For studies on insertions/deletions, much of the earlier work has been on transposable elements like SINES and LINES. The largest group of SINES, Alu insertion elements, is approximately 300 bp long and could number as many as 1 million per haploid genome (Rubin et al., 1980, Gu et al., 2000, International Human Genome Sequencing Consortium, 2001). They may be inherited through the germ line or arise through de novo transposition. LINEs are longer repeats of around 6 kb/unit. Although they are less abundant, there are still more than 800,000 copies and they might make up as much as 15–17% of the genome (Smit, 1996, Gu et al., 2000, Lander et al., 2001, Lutz et al., 2003).

For smaller indels, previous studies have concentrated on microsatellites which are repeats of very short simple sequence with multiple alleles. The last decade saw their emergence as tools for linkage mapping of disease genes. They occur as tandem repeats of typically hundreds of units at each locus. The variable lengths of microsatellites are in a way due to insertion or deletion of multiple repeat units. They have been used for linkage analysis in genome scan for disease gene mapping and individual identification due to their high frequency, heterozygosity and polymorphism information content. Microsatellites have also been used for assessment of genetic diversity and tracing of parental lineage due to their greater polymorphism information content and allelic heterogeneity compared to other types of polymorphisms. However, most of the studies were done with di- or tetranucleotide repeats due to greater ease of scoring and better characterization of their size range and allele frequencies.
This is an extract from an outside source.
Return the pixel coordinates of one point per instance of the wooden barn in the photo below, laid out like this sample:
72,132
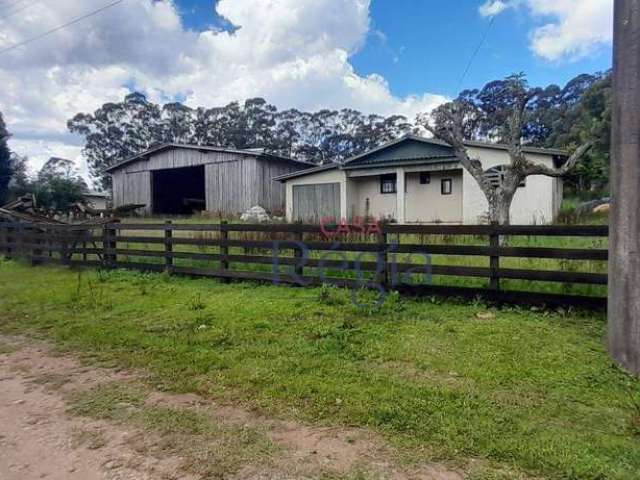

Compared to single nucleotide substitutions and microsatellites, single nucleotide insertions/deletions (SNindels) is a neglected area in the study of genomic variation. To date, no study has systematically evaluated the distribution and density of SNindels in the human genome as well as among the different chromosomes. In this study, we determined the frequency of the 4 different SNindels and variation in density between different human chromosomes. We also looked into the composition of the sequences immediately before and after the SNindel to investigate the relationship between observed variation and known mutation mechanisms, and to identify patterns which might shed light on context-sensitive mechanisms which affect biological processes such as replication and homologous recombination. Finally, we compare the pattern of distribution of the 4 types in the intronic, exonic and non-gene regions.